Reacting to real and perceived supply shortages due to COVID-19, the propane wholesale marketing community scrambled to lock in supply for the coming winter heating season. While in a typical year propane inventory in all US primary storage sites increases 10-15 million bbl in April-May, in April-May 2020 inventory increased only 6.7 million bbl. During the same period, propane supply from gas plants and refineries was only 500,000 bbl less than in 2019, but exports rose by 3.2 million bbl. Propane imports from Canada, however, fell by 3.4 million bbl.
Propane exports in June 2020 were down from 2019, prompting inventory to increase to 9.5 million bbl in June and 10-11 million bbl in July. While the build in seasonal inventory in US Midcontinent and USEC storage during second-quarter 2020 equaled that of 2019, build for inventory in US Gulf Coast (USGC) storage was down 3.7 million bbl. EIA’s weekly statistics for July-August 2020 showed above average inventory build rates in USGC storage, offsetting weak build rates in the second quarter. Inventory in US storage sites is now on track to reach a seasonal peak of 100-105 million bbl on Nov. 1, 2020.
Propane inventory in Canadian storage increased almost 14 million bbl March-August 2020, and as of Sept. 1, 2020, was up 8 million bbl from 2019 and 3-5 million bbl higher than any previous year’s seasonal peak. In April 2020, Canadian National Railway Co. (CN Rail) reported it had laid off 16% of its staff, parked 500 locomotives, and shut down four train yards due to COVID-19 market impacts.1 Since Canadian propane marketers heavily depend on rail transportation, the deterioration in CN Rail’s service contributed to a drop in propane exports to US markets and abnormal inventory increases. A large fraction of propane inventory in Canadian storage very likely will be unavailable to ship to US markets in winter 2020.
Ethane recovery, rejection
An analysis of ethane production and rejection completes the current review of US NGL production.
From second-half 2019 through first-quarter 2020, when all gas plants operated at full recovery, maximum ethane supply exceeded demand by 0.95-1.2 million b/d (Table 3, Fig. 5).

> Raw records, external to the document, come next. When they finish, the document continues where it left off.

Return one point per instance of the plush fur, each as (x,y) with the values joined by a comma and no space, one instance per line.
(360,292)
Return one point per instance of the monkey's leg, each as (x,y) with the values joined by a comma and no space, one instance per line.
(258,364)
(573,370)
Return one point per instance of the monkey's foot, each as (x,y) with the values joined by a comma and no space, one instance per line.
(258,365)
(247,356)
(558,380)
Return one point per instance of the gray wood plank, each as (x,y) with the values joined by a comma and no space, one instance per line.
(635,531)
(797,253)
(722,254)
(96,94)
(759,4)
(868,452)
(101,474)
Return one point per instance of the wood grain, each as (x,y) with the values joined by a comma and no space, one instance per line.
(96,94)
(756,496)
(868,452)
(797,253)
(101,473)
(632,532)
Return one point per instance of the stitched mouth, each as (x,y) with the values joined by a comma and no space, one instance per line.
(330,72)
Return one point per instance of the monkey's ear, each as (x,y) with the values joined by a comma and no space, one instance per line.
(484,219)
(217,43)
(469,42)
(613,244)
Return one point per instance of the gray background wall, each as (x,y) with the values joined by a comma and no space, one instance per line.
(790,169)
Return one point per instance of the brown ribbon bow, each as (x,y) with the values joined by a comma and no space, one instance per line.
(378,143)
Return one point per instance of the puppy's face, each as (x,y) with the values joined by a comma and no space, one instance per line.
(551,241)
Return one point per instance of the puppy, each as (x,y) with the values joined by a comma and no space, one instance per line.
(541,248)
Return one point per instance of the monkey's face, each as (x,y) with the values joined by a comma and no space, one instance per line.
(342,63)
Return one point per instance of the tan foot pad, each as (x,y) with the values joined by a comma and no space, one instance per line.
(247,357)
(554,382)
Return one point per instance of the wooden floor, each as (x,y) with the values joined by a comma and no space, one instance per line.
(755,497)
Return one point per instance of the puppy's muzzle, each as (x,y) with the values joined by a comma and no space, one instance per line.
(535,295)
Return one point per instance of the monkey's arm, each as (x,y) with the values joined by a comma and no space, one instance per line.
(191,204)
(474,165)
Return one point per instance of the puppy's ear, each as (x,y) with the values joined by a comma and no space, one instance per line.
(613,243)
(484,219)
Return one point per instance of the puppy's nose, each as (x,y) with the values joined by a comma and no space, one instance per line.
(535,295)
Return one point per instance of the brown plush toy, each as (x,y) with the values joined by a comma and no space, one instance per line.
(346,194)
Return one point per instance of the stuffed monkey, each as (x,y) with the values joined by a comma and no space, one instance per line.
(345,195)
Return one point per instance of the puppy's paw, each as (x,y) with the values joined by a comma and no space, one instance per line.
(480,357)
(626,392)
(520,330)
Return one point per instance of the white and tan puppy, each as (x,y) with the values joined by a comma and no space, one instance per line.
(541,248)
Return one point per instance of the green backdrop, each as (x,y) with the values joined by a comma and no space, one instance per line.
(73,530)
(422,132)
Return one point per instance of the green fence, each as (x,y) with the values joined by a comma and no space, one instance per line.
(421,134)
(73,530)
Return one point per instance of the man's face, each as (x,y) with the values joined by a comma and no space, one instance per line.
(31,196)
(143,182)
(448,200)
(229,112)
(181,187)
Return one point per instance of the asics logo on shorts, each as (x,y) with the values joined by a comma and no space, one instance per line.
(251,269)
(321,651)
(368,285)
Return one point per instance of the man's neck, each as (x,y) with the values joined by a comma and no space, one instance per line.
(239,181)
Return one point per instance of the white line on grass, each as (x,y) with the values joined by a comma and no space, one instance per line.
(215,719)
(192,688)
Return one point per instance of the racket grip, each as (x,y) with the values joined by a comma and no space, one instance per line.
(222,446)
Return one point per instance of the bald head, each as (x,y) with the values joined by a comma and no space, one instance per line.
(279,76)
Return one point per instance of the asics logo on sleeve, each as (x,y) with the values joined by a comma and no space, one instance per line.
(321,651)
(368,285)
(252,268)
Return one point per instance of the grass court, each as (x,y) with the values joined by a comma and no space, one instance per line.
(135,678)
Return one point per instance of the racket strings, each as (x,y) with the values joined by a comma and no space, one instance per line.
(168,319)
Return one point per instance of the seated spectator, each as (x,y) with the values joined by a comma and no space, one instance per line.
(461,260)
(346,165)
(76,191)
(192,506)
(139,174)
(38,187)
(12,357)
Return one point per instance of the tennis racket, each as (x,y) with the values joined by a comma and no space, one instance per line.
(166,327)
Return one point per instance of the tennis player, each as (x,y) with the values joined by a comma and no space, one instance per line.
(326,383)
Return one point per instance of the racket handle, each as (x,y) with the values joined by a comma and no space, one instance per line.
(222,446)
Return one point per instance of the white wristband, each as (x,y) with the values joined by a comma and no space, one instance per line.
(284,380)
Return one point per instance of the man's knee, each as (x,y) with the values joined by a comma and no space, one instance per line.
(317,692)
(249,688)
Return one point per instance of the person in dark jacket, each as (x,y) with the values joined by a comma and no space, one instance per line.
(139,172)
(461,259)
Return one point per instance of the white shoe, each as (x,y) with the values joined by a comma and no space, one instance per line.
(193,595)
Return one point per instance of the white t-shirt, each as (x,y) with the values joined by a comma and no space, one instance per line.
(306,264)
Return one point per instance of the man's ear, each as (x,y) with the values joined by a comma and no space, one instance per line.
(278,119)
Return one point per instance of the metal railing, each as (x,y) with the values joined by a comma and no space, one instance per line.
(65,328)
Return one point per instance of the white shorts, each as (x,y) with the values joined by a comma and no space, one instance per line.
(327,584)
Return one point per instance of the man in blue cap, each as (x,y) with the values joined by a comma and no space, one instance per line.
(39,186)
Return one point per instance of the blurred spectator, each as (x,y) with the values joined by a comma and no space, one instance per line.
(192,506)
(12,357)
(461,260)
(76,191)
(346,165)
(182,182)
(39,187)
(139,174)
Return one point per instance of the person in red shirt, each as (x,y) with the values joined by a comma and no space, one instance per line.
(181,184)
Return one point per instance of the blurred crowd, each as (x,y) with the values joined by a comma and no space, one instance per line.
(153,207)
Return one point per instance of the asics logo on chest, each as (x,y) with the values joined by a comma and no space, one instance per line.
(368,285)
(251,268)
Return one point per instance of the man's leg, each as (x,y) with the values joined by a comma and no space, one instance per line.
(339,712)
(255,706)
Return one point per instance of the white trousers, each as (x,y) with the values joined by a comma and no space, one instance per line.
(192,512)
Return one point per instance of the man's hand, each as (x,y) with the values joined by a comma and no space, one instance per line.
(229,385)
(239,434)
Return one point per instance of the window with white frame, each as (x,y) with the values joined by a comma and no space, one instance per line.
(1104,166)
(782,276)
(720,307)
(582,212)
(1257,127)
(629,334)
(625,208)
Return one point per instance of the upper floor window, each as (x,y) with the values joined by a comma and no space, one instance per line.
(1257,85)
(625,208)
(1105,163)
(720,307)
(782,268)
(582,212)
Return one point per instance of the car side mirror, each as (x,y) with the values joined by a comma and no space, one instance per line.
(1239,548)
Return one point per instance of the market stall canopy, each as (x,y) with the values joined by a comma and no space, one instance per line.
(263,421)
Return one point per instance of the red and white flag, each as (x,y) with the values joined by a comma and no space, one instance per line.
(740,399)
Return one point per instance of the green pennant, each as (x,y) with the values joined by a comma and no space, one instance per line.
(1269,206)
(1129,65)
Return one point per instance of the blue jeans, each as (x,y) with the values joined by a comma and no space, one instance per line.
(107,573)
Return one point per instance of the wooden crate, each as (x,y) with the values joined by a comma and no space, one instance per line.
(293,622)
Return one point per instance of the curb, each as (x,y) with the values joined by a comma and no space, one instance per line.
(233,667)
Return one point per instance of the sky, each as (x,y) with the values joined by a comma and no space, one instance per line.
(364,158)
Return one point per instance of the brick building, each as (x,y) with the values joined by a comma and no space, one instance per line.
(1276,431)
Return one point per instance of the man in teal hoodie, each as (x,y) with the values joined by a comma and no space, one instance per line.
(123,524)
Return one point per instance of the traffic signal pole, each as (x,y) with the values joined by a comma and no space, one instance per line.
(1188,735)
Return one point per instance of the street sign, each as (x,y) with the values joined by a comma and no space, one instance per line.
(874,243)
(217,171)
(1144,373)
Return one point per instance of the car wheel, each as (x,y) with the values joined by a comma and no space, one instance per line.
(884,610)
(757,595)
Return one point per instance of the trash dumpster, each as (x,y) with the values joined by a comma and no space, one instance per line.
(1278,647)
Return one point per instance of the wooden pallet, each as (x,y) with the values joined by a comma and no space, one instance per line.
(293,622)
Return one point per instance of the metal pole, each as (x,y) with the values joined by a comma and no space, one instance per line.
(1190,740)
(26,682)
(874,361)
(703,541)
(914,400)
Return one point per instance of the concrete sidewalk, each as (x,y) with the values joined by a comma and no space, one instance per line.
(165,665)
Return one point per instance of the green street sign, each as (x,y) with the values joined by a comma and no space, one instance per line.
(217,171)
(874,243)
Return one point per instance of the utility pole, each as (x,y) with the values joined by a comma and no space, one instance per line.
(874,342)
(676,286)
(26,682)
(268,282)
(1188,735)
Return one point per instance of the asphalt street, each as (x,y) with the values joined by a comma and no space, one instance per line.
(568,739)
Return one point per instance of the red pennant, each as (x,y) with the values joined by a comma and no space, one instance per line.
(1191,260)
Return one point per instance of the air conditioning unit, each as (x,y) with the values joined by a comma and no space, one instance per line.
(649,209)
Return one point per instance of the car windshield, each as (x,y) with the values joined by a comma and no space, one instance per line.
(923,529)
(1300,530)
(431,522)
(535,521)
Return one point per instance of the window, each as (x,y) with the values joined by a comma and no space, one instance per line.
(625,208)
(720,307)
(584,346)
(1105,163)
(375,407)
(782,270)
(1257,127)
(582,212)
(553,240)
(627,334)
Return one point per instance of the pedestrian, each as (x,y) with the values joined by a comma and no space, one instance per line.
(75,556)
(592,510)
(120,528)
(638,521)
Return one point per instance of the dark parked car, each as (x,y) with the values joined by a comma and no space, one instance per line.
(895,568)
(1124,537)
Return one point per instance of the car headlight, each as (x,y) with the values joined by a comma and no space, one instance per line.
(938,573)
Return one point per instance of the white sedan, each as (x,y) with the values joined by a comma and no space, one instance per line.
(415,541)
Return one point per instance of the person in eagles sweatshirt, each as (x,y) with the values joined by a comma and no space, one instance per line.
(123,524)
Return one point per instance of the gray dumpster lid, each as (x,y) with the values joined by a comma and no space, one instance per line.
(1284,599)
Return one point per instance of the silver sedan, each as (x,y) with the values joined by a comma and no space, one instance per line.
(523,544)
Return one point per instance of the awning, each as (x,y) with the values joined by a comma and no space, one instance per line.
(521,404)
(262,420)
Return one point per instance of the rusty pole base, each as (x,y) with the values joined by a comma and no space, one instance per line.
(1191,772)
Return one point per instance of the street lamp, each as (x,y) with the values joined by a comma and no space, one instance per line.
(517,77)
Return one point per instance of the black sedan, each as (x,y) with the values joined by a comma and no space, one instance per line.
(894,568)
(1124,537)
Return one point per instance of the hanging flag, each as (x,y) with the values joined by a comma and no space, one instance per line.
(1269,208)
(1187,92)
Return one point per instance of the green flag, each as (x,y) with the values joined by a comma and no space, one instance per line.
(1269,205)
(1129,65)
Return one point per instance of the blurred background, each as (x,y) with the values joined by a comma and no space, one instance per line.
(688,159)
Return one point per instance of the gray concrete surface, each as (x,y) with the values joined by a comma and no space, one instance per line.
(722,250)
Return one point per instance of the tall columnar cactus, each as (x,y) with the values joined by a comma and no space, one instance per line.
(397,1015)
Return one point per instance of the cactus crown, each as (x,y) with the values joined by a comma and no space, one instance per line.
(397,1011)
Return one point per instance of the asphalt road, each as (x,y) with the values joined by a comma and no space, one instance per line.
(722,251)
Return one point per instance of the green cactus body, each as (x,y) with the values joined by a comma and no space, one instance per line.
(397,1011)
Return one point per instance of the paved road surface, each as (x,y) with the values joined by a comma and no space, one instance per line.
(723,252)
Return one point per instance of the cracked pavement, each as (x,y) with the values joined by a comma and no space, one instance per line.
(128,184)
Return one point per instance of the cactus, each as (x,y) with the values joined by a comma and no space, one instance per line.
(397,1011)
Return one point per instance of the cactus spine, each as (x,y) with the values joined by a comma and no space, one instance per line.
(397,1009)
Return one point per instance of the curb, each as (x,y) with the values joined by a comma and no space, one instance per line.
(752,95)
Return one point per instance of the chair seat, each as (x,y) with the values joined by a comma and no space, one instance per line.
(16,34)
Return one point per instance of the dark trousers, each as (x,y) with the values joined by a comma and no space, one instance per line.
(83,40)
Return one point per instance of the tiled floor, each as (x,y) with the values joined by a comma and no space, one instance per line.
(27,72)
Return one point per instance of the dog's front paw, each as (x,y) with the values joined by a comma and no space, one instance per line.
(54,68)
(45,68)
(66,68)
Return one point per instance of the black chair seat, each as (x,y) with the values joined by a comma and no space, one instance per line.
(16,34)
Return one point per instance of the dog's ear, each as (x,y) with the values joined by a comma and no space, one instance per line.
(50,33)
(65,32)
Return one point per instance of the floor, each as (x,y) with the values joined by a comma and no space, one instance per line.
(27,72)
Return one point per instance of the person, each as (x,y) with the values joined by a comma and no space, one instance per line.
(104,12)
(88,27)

Determined by three variables (gas-plant shrinkage costs, pipeline transportation costs, and fractionation fees), ethane recovery costs vary widely between two groups of NGL producers: independent gas processors and vertically integrated midstream operators. Independent gas processing companies must pay full pipeline tariffs and full contract rates for fractionation. Ethane producers belonging to the latter category of vertically integrated midstream companies—which own raw-mix pipelines and merchant fractionation—can choose to use variable operating costs for pipelines and fractionation when evaluating ethane recovery costs for their gas processing plants.
For the purposes of pro forma economic analysis, raw-mix pipeline tariffs of 5.5-6.5¢/gal apply to all Permian basin gas plants, while a tariff of 10¢/gal applies to all gas plants in Colorado and Wyoming. Fractionation fees are 5-6¢/gal. All ethane production from gas plants in New Mexico, Texas, Colorado, Wyoming, and Kansas-Oklahoma is transported to Conway, Kan. or Mont Belvieu, Tex. via raw-mix pipelines. Whereas gas plants in Colorado and Wyoming have the highest full-recovery cost basis, Permian gas plants have the lowest cost basis. Recovery costs in the Rocky Mountains are generally 3-4¢/gal higher than in the Permian.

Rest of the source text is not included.